The repeater which is technically a multi-functional router, did have the same ssid as the main wireless router yet, every time i tried to connect to the signal it gave out i could not connect with any device.


----------



## Old Rich (May 31, 2007)

*Re: Wireless repeater problems?*








and welcome to the Forum

Those things can be problematic . . If you cannot log onto it using the manufacturers proceedure, I would take it back


----------



## TheCyberMan (Jun 25, 2011)

*Re: Wireless repeater problems?*

If you have tried connecting wirelessly to the repeater try conecting an ethernet cable from your computer to the Lan port of repeater and try and connect via its webpage ip again.

If that fails power down router, repeater and computer leave for 2 minutes.

Power up the repeater when is fully powered up power up your computer but not your main router and try and connect to the repeater via ethernet cable if successful change ssid so it is different to main routers ssid.

Turn main router back on.

Then configure repeater as per manual instructions.

If it fails to connect then as rich said rma it as it may be faulty.


----------



## tjjmaxd (Jul 30, 2011)

*Re: Wireless repeater problems?*

Ok well, I've managed to get back onto the settings page and I've set it up to be on repeater mode, but everytime I unplug my LAN cable from the back of it and try to use it as the wireless repeater nothing can connect to the Internet? Plug the LAN back in and it's a perfectly fine wireless AP but I thought repeaters were supposed to pick up wireless signals and re-broadcast them, am I wrong or have I just set it up wrong again?


----------



## TheCyberMan (Jun 25, 2011)

*Re: Wireless repeater problems?*

Please give make, model and model no's or main router and wireless repaeter please.


----------



## tjjmaxd (Jul 30, 2011)

*Re: Wireless repeater problems?*

Repeater is an Intellinet 150N access point.

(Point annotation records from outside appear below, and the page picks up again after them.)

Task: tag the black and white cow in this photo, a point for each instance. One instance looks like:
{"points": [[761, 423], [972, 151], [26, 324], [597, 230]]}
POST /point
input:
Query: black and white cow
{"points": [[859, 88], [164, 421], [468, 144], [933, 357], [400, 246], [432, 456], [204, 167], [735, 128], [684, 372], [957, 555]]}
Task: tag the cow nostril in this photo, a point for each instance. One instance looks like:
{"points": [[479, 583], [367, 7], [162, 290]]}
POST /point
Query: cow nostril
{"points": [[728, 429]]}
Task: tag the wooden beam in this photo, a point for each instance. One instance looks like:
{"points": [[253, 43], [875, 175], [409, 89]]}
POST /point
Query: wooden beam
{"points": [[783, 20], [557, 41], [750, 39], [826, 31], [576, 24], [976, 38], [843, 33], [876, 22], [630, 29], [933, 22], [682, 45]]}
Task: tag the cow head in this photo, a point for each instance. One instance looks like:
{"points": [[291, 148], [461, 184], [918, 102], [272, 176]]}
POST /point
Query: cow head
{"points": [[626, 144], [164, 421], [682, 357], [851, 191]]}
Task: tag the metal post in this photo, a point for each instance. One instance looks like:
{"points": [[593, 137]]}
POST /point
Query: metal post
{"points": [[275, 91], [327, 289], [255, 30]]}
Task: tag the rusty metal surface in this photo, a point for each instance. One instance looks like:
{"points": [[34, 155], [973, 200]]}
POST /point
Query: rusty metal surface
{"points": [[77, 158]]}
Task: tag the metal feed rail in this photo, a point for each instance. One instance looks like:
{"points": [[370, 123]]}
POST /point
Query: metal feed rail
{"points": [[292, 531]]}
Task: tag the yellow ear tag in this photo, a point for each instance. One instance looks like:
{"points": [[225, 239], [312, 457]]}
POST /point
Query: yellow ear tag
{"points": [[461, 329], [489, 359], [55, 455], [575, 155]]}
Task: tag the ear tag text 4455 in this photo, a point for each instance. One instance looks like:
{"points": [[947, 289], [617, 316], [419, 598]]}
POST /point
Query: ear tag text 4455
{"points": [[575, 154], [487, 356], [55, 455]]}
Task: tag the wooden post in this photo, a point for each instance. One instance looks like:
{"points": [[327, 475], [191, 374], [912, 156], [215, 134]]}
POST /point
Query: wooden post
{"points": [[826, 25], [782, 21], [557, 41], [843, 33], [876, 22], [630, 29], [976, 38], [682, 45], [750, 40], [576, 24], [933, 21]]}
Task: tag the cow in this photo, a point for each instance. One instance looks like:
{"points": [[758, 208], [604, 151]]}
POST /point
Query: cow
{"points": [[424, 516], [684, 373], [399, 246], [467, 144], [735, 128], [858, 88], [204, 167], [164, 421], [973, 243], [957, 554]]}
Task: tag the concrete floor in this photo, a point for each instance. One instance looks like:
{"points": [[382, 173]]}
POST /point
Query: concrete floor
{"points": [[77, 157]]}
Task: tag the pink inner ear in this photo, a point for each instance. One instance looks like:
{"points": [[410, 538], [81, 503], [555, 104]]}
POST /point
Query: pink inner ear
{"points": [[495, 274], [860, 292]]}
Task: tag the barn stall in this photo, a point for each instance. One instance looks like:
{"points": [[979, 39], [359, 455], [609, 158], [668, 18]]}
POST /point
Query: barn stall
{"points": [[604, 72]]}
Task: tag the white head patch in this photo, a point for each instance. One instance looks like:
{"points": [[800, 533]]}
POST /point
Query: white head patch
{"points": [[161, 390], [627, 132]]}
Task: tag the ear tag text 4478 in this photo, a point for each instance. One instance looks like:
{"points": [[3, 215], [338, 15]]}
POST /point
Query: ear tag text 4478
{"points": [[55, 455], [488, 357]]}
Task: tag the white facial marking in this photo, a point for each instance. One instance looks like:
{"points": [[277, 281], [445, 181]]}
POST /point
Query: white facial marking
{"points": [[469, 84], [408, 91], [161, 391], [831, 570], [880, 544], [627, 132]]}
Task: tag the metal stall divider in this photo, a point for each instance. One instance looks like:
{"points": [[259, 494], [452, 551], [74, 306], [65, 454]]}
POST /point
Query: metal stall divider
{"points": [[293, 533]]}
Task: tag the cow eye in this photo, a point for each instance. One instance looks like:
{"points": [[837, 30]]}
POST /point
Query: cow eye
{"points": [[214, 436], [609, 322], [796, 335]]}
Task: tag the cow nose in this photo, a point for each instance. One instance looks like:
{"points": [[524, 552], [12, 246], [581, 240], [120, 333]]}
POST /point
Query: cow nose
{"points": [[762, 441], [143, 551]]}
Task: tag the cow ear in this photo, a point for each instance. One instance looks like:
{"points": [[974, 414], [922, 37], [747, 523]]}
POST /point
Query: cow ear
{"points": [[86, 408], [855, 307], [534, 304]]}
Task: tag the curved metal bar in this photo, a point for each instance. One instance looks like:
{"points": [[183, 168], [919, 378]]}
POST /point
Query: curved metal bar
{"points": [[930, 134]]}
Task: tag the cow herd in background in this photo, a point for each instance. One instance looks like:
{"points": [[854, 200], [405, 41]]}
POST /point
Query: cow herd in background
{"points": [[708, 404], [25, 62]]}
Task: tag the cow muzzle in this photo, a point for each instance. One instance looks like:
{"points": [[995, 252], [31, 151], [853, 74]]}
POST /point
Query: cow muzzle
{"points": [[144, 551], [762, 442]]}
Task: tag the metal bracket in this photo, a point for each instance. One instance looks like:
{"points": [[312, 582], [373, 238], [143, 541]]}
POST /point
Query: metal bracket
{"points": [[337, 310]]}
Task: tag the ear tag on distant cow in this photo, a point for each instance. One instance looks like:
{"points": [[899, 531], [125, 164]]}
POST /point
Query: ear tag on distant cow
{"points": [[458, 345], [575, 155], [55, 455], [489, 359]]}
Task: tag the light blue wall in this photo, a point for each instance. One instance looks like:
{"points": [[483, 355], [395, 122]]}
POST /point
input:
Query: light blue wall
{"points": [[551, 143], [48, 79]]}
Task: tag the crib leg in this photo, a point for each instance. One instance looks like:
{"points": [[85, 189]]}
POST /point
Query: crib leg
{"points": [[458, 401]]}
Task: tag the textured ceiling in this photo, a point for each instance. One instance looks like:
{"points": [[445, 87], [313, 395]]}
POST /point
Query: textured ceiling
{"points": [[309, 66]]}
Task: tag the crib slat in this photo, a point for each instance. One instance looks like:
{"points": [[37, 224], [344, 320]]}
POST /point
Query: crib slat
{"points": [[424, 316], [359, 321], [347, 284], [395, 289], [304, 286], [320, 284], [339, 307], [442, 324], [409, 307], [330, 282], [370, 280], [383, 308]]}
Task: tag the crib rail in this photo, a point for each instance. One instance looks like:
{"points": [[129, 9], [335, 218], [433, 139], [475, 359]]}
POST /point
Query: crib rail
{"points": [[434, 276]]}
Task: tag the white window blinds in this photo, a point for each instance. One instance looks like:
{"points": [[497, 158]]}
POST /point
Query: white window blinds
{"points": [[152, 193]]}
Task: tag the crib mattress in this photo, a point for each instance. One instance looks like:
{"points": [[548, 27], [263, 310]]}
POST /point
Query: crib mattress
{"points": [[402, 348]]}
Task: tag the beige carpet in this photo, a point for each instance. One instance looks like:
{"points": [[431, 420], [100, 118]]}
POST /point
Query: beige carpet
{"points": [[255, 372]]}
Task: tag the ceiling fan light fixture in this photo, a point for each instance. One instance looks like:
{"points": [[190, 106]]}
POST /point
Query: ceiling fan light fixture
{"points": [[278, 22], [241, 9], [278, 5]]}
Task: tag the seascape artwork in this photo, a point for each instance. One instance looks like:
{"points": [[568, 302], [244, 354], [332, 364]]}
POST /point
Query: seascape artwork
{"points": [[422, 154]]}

Serial code : GAP-215N13C0200342 

Router is a BT Voyager 2110


----------



## TheCyberMan (Jun 25, 2011)

*Re: Wireless repeater problems?*

In basic settings set AP mode to universal repeater.

In band set it to b\g only.

Set ESSID to the repeaters ssid.

Set channel no to the same as the voyager.

To set the root AP ssid click on wireless site survey and choose your voyagers ssid form that.

Click apply to save settings and auto re-boot of repeater.


----------



## tjjmaxd (Jul 30, 2011)

*Re: Wireless repeater problems?*

Still not working, those settings were exact, still nothing. When I plug out the LAN cable, it still will not work properly, when I plug it back in the signal is perfect. I've tried every channel on every setting. . . I give up :/


----------



## TheCyberMan (Jun 25, 2011)

*Re: Wireless repeater problems?*

It doesn't connect to the repeater when you click on ssid any error messages?

If you have security set on your main router wep, wpa or wpa2 you need to apply same settings on the repeater use the network key in use on main router. 

Apologies i omitted security settings from my last post.

Keep the channel setting to the same as main router.


----------



## 2xg (Aug 5, 2009)

*Re: Wireless repeater problems?*

Hello,

If it's such a hassle trying to setup the repeater and obviously not working as it supposed to be you shd RMA it and this time get a diff one.


----------



## tjjmaxd (Jul 30, 2011)

*Re: Wireless repeater problems?*

yup, i took your advice and bought one of these things that sends the signal all throughout the wires in my house, working fantastically, and as simple as 3 steps. probably shouldve bought that one first  oh well  thanks for all the help guys!


----------



## Old Rich (May 31, 2007)

*Re: Wireless repeater problems?*

Glad you got it working . .


----------



## TheCyberMan (Jun 25, 2011)

*Re: Wireless repeater problems?*

No worries glad to help.


----------